How to prepare your flowers for winter
Does fall maintenance for perennials confuse you? How do you know what to cut back and what to leave alone? If you are not sure, this information will help alleviate your worry about putting your perennials to bed for the winter months.
Early fall is too early to start cutting away at your perennials. Cutting back plants too early may result in a sudden soft grow at a time of year that is risky for the plant. Wait until mid to late fall to be sure your plants have reached their natural dormant state.
Once fall has truly arrived with cold frosts and falling leaves, you can really start working on your perennials. Many perennials have very little winter interest and cutting them back in the fall cleans out your beds and makes the ones you leave look even better. Many perennials have very little winter interest and go dormant after a few good, hard frosts, so it’s fairly easy to tell what can be cut off.
Seed-heads of some perennials (Coneflowers, Black-eye Susans, Asters, Shasta Daisies, Astilbe and Autumn Sedum) provide food for finches and other birds, and they look great against a blanket of snow.
These perennials (and also some of the evergreen perennials: Gaillardia, Salvia, Scabiosa, Digitalis, Hardy Ferns) also naturally carry over a low clump of evergreen leaves near the ground, known as a rosette. These lower leaves need to be left alone in the fall. By spring they often look a little worse for wear, but a quick trim (only the brown or dead parts) will tidy them up again.
Evergreen perennials, such as Ajuga, Dianthus, Candytuft, Coral Bells, Liriope and Phlox (mountain pink) should be left to winter over. Just clip off any brown or shredded leaves, check for plant health and leave them alone.
Evergreen perennials can be trimmed back to half their height after they have finished blooming to encourage a dense and bushy habit.
Woody perennials, such as Artemisia, Butterfly Bush, Lavender and Russian Sage are better left alone until well into mid-spring. Watch for the new growth to appear. At that time, you can remove dead stalks and leaves or the entire plant can be cut back to six inches from the ground. They should never be cut right back to the ground as this could cause them to die
Fall-blooming ornamental grasses can be left alone to provide winter interest in the landscape. However we have gotten in the habit of shearing them down before winter.
If left up, they can end up all over the place as a result of the harsh winter winds. If you leave them up, be sure to cut them back or divide them in the early spring.
Moving or dividing perennials in the fall is a great way to reduce your work next spring. The cool, moist weather is an ideal time for perennial roots to become well established, even in cold-winter regions.
Most perennials can be moved or divided after they have reached their dormant state. Remember to always cut back the foliage by at least half to prevent wilting. This helps keep the leaf mass in proportion to the reduced number of roots.

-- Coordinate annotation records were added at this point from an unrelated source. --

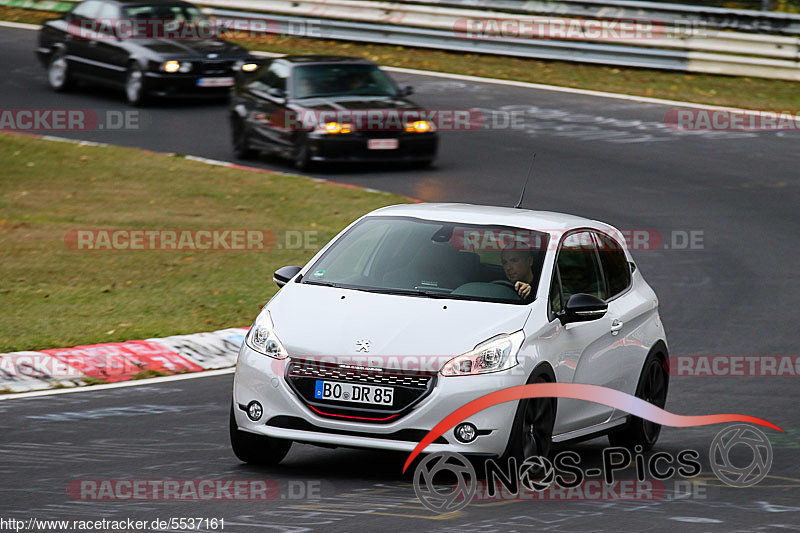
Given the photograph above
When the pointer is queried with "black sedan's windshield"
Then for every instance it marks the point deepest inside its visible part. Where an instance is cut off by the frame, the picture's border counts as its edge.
(161, 18)
(342, 80)
(414, 257)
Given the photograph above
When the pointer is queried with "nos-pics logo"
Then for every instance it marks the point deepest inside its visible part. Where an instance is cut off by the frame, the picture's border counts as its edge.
(446, 481)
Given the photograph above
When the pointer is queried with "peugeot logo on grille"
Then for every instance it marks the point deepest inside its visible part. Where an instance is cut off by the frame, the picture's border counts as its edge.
(362, 345)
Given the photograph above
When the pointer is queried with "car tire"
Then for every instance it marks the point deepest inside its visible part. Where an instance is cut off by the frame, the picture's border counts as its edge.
(652, 387)
(532, 429)
(302, 157)
(135, 86)
(58, 74)
(256, 449)
(241, 141)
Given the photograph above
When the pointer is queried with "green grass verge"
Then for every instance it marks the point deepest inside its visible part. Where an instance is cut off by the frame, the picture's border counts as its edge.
(53, 296)
(755, 93)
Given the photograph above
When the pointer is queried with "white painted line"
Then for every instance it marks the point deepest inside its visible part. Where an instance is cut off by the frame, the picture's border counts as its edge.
(121, 384)
(207, 161)
(511, 83)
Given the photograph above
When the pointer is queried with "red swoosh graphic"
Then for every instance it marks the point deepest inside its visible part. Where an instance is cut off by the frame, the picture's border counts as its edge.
(590, 393)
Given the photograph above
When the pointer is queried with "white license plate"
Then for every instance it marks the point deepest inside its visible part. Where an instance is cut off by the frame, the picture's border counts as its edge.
(353, 392)
(382, 144)
(215, 82)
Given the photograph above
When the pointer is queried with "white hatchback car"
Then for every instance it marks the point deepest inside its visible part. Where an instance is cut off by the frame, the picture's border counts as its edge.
(414, 310)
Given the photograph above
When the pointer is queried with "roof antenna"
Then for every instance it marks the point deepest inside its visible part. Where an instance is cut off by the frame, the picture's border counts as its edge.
(530, 170)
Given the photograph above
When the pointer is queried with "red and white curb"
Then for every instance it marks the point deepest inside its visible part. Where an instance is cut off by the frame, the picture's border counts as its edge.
(115, 362)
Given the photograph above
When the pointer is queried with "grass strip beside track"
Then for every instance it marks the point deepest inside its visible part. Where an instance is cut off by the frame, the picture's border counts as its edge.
(53, 296)
(732, 91)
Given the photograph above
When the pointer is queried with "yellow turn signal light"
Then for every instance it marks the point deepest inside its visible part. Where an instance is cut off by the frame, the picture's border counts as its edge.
(335, 127)
(419, 126)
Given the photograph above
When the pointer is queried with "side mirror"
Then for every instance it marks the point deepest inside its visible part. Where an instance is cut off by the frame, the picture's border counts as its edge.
(583, 308)
(283, 275)
(277, 93)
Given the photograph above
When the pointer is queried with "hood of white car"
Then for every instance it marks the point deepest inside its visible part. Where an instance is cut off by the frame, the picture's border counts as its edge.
(325, 321)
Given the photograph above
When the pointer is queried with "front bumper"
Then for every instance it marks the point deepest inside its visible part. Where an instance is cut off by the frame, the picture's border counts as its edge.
(353, 147)
(287, 416)
(183, 85)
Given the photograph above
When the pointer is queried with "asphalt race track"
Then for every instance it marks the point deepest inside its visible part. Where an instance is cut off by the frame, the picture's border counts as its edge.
(609, 159)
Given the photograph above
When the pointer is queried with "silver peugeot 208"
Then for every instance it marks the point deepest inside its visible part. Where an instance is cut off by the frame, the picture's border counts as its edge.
(413, 311)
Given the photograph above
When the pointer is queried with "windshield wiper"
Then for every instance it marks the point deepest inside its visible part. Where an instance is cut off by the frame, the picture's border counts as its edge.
(322, 283)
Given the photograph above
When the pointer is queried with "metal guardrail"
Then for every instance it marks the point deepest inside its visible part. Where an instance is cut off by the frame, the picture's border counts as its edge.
(711, 17)
(429, 26)
(426, 25)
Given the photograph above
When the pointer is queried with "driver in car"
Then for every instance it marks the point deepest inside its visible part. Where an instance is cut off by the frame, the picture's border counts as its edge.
(518, 267)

The last recommendation is to make sure you protect your tender perennials with some kind of mulch. The idea of mulch is to add a layer of insulation on top of the soil, preventing sudden changes in soil temperature (from either deep freezing or thawing) that can wreak havoc to their root systems.
Sometimes a full re-mulching is not cost-effective, but adding a little mulch around your perennials will provide much needed protection.